El presidente francés, Emmanuel Macron, quiso ayer marcar terreno en su primera reunión con el líder ruso, Vladímir Putin, en la que abordó numerosos puntos de fricción entre ambos países, como la interferencia de medios cercanos al Kremlin en su campaña electoral o las diferencias sobre Siria o Ucrania.
El nuevo mandatario francés escogió el Palacio de Versalles -vestigio de la Francia monárquica a la que Macron ha lanzado ya varios guiños- para recibir al primer jefe de Estado que visita su país desde que asumió el cargo hace solo dos semanas.
Pese a los asuntos que los separan, la reunión de ayer supuso un reinicio de las relaciones franco-rusas, que quedaron congeladas durante el mandato de François Hollande.
Para Macron, hablar con Moscú es obligado a la hora de abordar los principales contenciosos mundiales. Pero, a tenor de la rueda de prensa que ofrecieron tras su encuentro, el diálogo no estará exento de tensiones. El conflicto sirio y la situación en Ucrania centraron las conversaciones entre los dos líderes, que se mostraron dispuestos a trabajar juntos en la lucha contra el terrorismo.
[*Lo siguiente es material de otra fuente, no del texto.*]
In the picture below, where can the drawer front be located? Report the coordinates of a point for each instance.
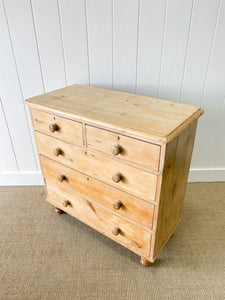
(123, 147)
(138, 182)
(58, 127)
(130, 235)
(124, 204)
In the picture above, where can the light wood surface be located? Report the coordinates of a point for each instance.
(116, 161)
(138, 182)
(131, 236)
(177, 162)
(132, 208)
(68, 130)
(125, 148)
(155, 118)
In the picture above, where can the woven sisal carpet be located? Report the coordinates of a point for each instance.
(47, 256)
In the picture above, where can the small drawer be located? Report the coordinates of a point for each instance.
(93, 163)
(58, 127)
(113, 226)
(124, 204)
(123, 147)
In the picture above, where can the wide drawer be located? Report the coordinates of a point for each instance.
(138, 182)
(58, 127)
(124, 204)
(125, 233)
(123, 147)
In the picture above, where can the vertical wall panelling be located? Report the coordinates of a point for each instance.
(125, 39)
(199, 50)
(151, 28)
(26, 53)
(177, 26)
(212, 102)
(74, 37)
(12, 101)
(47, 24)
(7, 156)
(99, 28)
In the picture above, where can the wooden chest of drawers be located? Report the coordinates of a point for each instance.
(118, 162)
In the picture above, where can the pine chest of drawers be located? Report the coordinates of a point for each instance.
(118, 162)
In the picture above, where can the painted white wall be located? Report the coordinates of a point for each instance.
(171, 49)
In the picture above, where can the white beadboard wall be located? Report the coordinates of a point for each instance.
(171, 49)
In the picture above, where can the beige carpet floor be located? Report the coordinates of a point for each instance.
(49, 256)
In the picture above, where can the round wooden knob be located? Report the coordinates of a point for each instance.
(116, 230)
(116, 149)
(53, 127)
(117, 204)
(61, 177)
(66, 203)
(117, 177)
(57, 151)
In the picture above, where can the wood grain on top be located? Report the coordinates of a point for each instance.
(155, 118)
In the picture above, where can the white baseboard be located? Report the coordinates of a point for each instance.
(195, 175)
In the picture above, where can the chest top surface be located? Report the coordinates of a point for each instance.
(155, 118)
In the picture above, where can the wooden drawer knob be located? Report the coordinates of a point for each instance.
(116, 149)
(61, 177)
(116, 230)
(66, 203)
(53, 127)
(117, 204)
(117, 177)
(57, 151)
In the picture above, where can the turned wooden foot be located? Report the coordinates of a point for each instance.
(145, 262)
(58, 211)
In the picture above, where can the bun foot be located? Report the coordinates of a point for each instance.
(145, 262)
(58, 211)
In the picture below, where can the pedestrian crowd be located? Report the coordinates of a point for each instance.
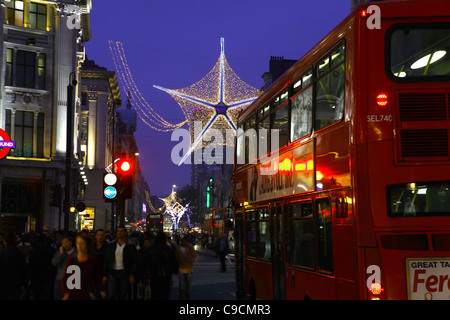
(108, 267)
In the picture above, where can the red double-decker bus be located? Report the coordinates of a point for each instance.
(356, 202)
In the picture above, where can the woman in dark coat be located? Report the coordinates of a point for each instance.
(90, 281)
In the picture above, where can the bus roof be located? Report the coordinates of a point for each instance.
(389, 9)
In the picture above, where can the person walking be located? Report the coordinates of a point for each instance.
(222, 251)
(100, 248)
(163, 264)
(12, 270)
(42, 269)
(186, 256)
(90, 281)
(120, 266)
(59, 261)
(143, 270)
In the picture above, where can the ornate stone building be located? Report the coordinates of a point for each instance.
(41, 46)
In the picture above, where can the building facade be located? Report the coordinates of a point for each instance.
(41, 53)
(99, 98)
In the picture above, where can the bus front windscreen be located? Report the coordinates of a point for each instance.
(419, 199)
(419, 52)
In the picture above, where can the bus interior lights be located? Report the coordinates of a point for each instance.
(376, 288)
(382, 99)
(428, 59)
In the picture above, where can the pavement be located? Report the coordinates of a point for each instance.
(211, 252)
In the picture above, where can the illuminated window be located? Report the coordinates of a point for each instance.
(9, 64)
(324, 236)
(23, 132)
(330, 84)
(264, 124)
(300, 251)
(301, 107)
(280, 121)
(41, 70)
(38, 16)
(15, 12)
(8, 122)
(251, 245)
(418, 51)
(26, 69)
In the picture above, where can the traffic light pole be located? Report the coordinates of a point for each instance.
(69, 148)
(122, 212)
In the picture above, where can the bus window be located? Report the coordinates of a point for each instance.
(264, 234)
(280, 122)
(302, 235)
(419, 199)
(251, 233)
(301, 115)
(417, 51)
(329, 97)
(264, 140)
(324, 237)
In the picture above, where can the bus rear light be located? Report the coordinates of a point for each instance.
(382, 99)
(309, 166)
(376, 288)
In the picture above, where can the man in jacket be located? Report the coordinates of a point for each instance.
(120, 266)
(60, 260)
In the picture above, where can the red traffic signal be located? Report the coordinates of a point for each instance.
(125, 176)
(124, 166)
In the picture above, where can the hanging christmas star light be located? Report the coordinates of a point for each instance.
(174, 209)
(145, 112)
(215, 100)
En la línea del presidente de Estados Unidos, Donald Trump, Macron fijó desde el primer momento una línea roja sobre Siria: el uso de armas químicas por cualquiera de las partes.
Si ello sucede, "sería objeto de represalias y de una respuesta inmediata por parte de Francia", sentenció el francés.
Al mismo tiempo, el objetivo de París será vigilar que "todos los accesos humanitarios sean preservados".